I would suggest using Mexican flavors for Tex-Mex food, like cumin, Ancho chile powder and lime zest or juice, instead of Italian. Also, you mentioned that you removed the seeds from all but one of the jalapeños. I find that removing half of the seeds and pith from all the jalapeños gives the amount of heat we like. You can also add hot sauce to taste at the table.


----------



## CWS4322 (Aug 13, 2013)

Dry roast the spices (cumin, etc.) I do this in a CI skillet. When the seeds start to hop, they are done. Grind them in a coffee mill.

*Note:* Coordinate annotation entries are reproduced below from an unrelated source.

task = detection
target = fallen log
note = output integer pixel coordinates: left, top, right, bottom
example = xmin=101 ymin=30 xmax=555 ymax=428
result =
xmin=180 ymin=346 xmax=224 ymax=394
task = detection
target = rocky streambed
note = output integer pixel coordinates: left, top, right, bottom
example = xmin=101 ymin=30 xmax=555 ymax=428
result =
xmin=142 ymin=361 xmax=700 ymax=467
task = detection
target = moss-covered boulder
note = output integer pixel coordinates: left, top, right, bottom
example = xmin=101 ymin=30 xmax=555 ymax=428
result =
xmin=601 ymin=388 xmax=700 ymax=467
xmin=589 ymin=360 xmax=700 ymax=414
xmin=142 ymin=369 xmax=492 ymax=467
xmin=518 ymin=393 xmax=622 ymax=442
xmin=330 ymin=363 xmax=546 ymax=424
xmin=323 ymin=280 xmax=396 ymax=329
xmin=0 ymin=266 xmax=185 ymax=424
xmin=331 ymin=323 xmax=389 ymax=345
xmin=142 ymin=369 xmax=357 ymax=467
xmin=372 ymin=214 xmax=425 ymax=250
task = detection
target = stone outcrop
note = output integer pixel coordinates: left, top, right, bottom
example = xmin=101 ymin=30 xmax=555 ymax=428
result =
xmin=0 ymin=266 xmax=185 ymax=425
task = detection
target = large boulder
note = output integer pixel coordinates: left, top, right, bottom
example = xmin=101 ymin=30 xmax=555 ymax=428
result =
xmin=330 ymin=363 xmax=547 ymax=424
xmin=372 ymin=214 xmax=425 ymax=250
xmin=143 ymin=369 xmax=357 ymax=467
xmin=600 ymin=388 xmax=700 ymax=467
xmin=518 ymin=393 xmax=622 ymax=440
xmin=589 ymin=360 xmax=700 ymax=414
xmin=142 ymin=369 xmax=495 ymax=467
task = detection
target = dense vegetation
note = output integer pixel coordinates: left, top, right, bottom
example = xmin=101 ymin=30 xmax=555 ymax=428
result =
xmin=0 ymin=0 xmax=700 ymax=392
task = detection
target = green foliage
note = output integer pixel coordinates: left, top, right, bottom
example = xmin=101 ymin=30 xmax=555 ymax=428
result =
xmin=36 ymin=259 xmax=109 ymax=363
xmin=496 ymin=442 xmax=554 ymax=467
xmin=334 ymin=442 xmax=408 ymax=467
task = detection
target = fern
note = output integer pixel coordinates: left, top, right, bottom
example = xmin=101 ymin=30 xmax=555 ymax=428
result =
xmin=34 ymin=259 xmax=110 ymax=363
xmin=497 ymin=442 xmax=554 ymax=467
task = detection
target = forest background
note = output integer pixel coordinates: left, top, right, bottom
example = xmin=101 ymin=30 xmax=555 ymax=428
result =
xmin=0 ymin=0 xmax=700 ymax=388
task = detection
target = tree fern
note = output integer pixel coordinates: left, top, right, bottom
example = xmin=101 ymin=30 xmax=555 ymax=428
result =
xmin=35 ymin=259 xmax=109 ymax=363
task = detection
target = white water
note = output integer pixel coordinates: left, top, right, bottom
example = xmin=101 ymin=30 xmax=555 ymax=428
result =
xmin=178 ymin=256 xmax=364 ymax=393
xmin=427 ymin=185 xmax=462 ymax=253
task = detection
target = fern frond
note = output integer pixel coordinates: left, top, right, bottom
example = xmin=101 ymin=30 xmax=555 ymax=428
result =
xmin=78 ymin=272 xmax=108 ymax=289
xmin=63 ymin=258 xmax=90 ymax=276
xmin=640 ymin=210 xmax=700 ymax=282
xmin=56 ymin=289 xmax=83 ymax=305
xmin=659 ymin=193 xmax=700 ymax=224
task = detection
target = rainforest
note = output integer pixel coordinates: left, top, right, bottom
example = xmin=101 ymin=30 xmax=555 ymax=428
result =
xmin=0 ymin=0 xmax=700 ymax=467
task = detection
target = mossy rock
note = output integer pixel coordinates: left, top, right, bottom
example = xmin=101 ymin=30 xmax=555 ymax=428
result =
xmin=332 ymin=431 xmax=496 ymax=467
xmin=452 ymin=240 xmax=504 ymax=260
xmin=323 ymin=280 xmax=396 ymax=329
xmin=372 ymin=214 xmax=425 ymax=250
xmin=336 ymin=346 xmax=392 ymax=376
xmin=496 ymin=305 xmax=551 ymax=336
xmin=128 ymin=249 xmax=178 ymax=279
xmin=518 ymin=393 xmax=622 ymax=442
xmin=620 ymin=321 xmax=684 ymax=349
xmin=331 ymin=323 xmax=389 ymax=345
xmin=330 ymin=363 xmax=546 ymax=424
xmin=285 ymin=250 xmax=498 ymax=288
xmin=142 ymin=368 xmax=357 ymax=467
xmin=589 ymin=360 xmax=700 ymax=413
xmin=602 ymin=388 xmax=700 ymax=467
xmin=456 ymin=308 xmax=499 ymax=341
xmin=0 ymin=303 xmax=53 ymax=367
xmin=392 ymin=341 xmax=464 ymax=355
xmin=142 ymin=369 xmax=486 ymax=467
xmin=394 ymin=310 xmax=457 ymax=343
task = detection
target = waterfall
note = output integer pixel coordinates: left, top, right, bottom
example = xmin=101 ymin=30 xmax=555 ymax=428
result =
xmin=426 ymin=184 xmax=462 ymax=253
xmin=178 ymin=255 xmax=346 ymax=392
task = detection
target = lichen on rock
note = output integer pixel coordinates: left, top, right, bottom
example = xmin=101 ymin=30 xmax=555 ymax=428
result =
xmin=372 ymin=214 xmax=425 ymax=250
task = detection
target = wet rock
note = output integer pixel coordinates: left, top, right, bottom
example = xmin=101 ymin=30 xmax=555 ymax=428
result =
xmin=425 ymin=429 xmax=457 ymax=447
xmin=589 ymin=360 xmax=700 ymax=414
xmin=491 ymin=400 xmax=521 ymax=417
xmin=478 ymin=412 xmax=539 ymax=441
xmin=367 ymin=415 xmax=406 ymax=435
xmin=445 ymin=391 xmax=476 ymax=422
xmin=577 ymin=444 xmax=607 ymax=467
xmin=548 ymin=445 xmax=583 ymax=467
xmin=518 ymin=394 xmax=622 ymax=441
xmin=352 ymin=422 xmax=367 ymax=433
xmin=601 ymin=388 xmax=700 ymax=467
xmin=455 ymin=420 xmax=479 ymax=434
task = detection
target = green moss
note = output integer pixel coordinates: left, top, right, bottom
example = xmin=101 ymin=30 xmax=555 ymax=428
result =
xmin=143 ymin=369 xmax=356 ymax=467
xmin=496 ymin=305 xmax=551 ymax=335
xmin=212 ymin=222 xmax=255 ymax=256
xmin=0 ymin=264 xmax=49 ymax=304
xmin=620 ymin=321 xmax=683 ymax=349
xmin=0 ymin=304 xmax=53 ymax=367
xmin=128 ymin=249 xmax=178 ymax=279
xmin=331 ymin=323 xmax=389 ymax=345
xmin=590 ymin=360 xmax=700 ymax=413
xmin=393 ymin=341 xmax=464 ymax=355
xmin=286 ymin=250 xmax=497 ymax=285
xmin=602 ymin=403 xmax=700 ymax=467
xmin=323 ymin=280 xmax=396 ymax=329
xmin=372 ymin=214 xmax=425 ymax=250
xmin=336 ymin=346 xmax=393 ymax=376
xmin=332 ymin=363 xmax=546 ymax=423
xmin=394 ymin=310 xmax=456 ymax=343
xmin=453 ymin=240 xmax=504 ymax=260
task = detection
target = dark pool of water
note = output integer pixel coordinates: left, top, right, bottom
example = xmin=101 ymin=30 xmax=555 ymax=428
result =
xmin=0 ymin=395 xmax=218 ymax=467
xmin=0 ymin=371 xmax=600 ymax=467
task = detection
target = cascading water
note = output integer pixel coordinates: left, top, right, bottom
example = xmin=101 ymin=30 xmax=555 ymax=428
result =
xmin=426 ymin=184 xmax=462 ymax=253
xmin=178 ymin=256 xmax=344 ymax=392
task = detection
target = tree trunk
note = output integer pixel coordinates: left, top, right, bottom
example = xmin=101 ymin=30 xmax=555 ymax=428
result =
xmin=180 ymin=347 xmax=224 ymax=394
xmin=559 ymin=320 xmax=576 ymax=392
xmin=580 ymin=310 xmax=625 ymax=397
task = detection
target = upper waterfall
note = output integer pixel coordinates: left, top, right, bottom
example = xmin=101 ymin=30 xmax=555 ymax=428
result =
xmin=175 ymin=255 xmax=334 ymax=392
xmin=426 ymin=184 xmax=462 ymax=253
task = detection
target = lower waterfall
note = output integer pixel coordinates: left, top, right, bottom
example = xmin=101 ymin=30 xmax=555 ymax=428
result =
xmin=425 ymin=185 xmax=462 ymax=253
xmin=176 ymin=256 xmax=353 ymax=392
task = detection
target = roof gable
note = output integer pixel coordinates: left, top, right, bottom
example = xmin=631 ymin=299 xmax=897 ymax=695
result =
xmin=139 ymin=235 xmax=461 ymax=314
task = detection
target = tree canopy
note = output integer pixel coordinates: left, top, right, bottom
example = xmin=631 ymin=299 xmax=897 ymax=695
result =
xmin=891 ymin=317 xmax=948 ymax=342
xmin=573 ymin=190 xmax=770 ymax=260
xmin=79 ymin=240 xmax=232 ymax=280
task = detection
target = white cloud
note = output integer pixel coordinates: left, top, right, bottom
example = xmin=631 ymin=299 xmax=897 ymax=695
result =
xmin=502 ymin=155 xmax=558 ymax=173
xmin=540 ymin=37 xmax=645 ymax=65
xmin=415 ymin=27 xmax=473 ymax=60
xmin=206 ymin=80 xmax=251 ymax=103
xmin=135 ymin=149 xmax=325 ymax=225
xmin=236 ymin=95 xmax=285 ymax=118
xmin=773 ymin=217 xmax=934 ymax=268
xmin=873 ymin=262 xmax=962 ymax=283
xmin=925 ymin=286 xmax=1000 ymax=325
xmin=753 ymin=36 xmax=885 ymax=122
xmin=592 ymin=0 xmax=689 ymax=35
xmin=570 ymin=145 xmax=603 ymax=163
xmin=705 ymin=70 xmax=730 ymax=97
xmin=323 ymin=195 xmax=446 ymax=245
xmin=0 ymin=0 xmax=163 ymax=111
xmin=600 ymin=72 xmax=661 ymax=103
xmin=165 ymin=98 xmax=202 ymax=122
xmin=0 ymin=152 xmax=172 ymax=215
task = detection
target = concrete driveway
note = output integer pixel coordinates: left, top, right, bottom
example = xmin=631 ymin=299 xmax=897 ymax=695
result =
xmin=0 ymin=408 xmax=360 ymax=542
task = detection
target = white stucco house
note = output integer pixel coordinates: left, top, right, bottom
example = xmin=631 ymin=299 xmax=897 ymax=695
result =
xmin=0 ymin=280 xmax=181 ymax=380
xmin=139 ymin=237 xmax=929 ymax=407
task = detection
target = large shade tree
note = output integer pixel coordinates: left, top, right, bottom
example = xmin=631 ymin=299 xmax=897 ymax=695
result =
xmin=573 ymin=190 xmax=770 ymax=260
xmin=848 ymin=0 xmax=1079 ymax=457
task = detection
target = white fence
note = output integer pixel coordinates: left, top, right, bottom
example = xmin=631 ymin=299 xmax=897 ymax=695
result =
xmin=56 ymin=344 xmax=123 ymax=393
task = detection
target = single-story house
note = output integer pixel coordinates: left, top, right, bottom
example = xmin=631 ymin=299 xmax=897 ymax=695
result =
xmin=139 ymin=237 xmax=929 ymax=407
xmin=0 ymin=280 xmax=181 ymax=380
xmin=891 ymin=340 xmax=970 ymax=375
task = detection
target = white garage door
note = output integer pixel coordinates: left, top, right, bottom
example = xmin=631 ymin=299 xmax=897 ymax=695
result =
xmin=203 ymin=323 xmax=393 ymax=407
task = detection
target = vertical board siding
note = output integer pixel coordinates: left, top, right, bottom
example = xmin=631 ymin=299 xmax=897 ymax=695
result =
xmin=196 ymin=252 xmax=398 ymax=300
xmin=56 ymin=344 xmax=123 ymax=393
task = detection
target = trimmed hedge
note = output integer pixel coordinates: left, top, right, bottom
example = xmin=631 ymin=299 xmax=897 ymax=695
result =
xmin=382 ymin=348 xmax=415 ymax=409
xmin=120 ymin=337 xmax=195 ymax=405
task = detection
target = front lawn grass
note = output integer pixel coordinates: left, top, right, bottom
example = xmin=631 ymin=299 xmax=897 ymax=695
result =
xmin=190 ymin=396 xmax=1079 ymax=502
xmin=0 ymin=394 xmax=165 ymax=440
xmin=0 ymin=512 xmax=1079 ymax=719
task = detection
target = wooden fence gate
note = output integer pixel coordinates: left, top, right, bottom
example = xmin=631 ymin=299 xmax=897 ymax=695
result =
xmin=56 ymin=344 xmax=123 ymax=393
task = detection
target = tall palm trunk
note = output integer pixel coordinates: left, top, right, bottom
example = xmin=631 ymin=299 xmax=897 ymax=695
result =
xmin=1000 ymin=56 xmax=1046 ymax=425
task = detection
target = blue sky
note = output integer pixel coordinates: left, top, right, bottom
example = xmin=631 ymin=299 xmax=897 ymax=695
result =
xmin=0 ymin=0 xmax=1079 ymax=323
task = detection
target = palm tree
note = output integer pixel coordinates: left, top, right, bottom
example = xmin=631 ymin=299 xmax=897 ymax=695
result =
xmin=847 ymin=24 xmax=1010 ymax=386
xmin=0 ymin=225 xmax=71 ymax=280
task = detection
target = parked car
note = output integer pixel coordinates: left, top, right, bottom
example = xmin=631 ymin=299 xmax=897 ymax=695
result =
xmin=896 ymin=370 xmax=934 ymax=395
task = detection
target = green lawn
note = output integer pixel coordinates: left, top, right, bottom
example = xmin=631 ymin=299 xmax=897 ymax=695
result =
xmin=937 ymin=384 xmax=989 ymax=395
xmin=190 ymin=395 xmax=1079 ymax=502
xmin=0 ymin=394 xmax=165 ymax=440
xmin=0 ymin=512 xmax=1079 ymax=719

Roasting the spices releases the flavor.


----------



## Zagut (Aug 14, 2013)

I like hot. 

But I want the flavor also.

Too much heat can take away from enjoying the flavors.

But that nice little sweat is a wonderful thing. 

Roasted peppers add flavor as do different varieties.

The moisture in fresh peppers seems to lessen the heat but the flavor of fresh can't be beat.

I try to use a combination of both.

I also find that time changes things.

Sometimes you need to let the ingredients blend together to achieve the taste you want.

Experimentation really is the joy of cooking.


----------



## Raspberrymocha55 (Sep 20, 2013)

I love spicy, but hate hot. Heat ruins dishes for me.  Don't think I even own cayenne or red pepper flakes anymore.  I like mild chilis and banana peppers, but rarely use them.  Cracked black pepper is hot enough for me.


----------



## Raspberrymocha55 (Sep 20, 2013)

I do like Tobasco but it's more vinegary than hot.


----------



## acerbicacid (Sep 20, 2013)

I do as jabbur and always add a little chocolate to the sauce, only I use dark chocolate as opposed to cocoa.     I think it adds to the flavour and most people don't realise that it is chocolate in there.


----------



## Andy M. (Sep 20, 2013)

It's not hard to manage the heat in a dish.  To get some depth, make sure you've used adequate salt.  It makes a huge difference.  Also, don't hesitate to have some fat in the dish.  Finally, if you're not averse, a measure of MSG will enhance the flavors.


----------